Since skeletal muscle represents the most extended organ in the human body, the identification of myokines is an important finding and may provide a biochemical explanation in recognizing molecular mechanisms that provide health beneficial effects in chronic disorders associated with systemic low-level inflammation (1,5).

Sedentary life has a higher prevalence than that of all other cardiovascular modifiable risk factors (6,7). In recent times, the profits of regular exercise were extended to subjects with established CVD as a treatment option to improve the natural history of the disease in secondary prevention (8,9). This was a revolutionary changing of view because, for a long time, physical rest had been prescribed for patients with CVD.

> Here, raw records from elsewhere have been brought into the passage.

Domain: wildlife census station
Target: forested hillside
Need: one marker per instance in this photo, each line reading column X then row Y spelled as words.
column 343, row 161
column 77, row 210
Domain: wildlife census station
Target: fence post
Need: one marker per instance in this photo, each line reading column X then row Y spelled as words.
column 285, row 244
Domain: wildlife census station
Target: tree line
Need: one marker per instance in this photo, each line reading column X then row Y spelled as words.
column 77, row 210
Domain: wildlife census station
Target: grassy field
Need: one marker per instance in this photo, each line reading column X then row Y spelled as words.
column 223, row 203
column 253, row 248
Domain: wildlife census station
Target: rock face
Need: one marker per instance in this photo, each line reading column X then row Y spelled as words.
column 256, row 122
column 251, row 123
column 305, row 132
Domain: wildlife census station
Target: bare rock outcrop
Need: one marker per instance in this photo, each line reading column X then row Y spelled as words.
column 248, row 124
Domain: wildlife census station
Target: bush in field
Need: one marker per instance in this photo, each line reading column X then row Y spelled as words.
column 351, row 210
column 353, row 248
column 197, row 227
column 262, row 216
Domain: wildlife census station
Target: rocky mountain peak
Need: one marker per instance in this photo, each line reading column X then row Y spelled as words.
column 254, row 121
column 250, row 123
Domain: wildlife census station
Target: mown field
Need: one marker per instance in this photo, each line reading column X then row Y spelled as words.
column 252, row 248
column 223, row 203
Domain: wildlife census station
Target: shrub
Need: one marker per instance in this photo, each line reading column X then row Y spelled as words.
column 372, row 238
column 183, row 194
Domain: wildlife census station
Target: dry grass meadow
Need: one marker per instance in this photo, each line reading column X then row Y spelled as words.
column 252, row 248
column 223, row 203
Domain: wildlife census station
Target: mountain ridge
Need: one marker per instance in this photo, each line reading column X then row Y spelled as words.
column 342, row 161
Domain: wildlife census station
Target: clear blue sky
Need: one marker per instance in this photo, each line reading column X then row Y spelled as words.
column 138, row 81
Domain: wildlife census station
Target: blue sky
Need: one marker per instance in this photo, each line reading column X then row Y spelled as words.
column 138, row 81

Numerous biological effects are considered responsible for the primary and secondary prevention of CVD and for the reduction in the rate of death and inability associated with routine exercise. In fact, regular physical activity has been demonstrated to reduce abdominal adiposity and improve weight control (10-12), reduce triglyceride levels, increase high-density lipoprotein (HDL) cholesterol levels and decrease low-density lipoprotein (LDL)-to-HDL ratios (10,13), ameliorate glucose homeostasis and insulin sensitivity (14), lower blood pressure (BP) (15,16), improve autonomic tone (17,18), balance blood coagulation (19,20), augment coronary blood flow (21), improve cardiac function (22,23) and enhance endothelial function (24-26). Moreover, physical activity seems to play a fundamental role in the primary and secondary prevention of CVD modulating chronic inflammation as demonstrated by high circulating levels of inflammatory mediators that have been shown to be directly associated with most of the chronic diseases (1,27).

Regular exercise is also associated with improved psychological wellness through the reduction of stress, anxiety, and depression (10,28,29). Psychological health is recognized to be important for the prevention and management of CVD.

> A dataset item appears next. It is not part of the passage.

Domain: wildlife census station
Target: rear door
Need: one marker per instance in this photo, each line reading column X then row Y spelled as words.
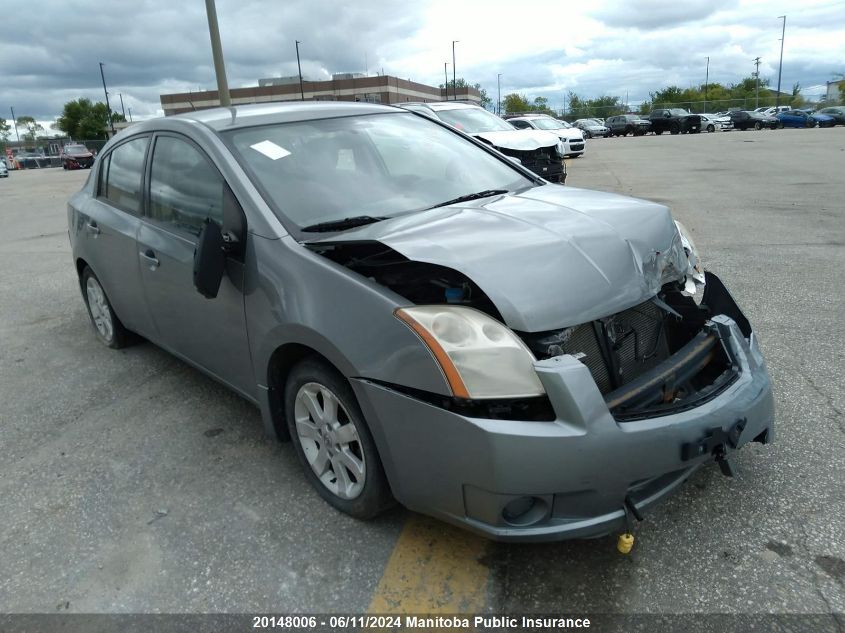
column 107, row 226
column 184, row 187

Finally, findings for the improvements of physical activity in the treatment and rehabilitation of subjects with chronic CVD should be based on well-designed randomized controlled trials (RCTs) (30). Up until now, a large number of RCTs studying the therapeutic role of physical activity in specific chronic disease has been accomplished allowing systematic reviews and meta-analyses. The intent of this paper is to analyze, review and discuss the present findings on the role of myokines as putative mediators of the therapeutic benefits obtained in the main CVD: essential hypertension, chronic heart failure (HF), coronary artery disease (CAD) and in the cerebrovascular diseases after regular physical activity or specific rehabilitation programs.

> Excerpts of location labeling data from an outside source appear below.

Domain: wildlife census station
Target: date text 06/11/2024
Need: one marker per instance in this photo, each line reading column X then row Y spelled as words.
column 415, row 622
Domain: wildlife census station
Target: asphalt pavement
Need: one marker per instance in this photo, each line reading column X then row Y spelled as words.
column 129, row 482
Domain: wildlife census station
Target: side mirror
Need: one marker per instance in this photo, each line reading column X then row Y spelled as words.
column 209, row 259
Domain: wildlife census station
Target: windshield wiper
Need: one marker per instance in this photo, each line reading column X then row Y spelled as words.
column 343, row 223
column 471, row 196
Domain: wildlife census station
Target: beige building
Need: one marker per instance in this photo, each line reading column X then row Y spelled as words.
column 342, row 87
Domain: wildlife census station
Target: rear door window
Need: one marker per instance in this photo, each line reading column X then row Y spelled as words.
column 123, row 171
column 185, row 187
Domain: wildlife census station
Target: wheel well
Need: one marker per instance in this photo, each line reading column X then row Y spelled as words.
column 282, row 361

Myokines expression and secretion by skeletal muscle cells

Many excellent reviews have tried to summarize the findings that skeletal muscle represents a secretory organ (2,31-34), having the capacity to release hundreds of myokines, and the possible clinical implications of this evidence. Currently myokines are defined as proteins produced by skeletal muscle that are not necessarily induced by exercise nor do they have to have a systemic function but only work with a paracrine or autocrine mechanism (2,35). In order to underline the concept that not all the myokines have the same clinical relevance, some authors support the alternative definition of “exercise factors”, referring to a subgroup of myokines released by skeletal muscle in response to exercise and that is secreted into the circulation working in a “hormone-like” manner (2,36). For the purpose of this review, the list of the myokines potentially involved is much more limited, in fact, the greater part of the myokines identified to date is the result of the secretome analysis over human muscle biopsies collected before and after acute exercise (37) often lacking concrete confirmations of any clinical effect. The main myokines of which we discuss in this review are interleukin (IL)-6, IL-8, IL-15, brain-derived neurotrophic factor (BDNF), monocyte chemotactic protein 1 (MCP1) and myostatin. These are the only molecules which we have enough information in unhealthy subjects in the context of cardiac rehabilitation and secondary cardiovascular prevention.

It should be underlined that any variation of the gene expression of the muscular production and/or of the plasmatic release of the myokines after exercise is generally dependent on the combination of mode, intensity, and duration of exercise (38) and that often is impossible to ascertain that a molecule identified as a myokine is of exclusive production of skeletal muscle (2).

The prototype myokine, IL-6, seems to be mostly responsible for a strong metabolic activity during exercise, by ensuring that enough fuel gets to the contracting muscle during exercise. Several works during last decades have demonstrated that IL-6 is expressed by both types I and II muscle fibers in response to muscle contraction. When released by skeletal muscle, IL-6 operates locally to signal through gp130Rβ/IL-6Rα, determining the stimulation of 5’ adenosine monophosphate-activated protein kinase (AMPK) and/or PI3-kinase to enhance glucose uptake and fat oxidation. IL-6 may also play an endocrine role to increase hepatic glucose synthesis during physical activity or lipolysis in adipose tissue (33). IL-6 is greatly generated and released after physical activity when circulating insulin levels are elevated but, on the other hand, IL-6 has also shown to be associated with obesity and decreased insulin action.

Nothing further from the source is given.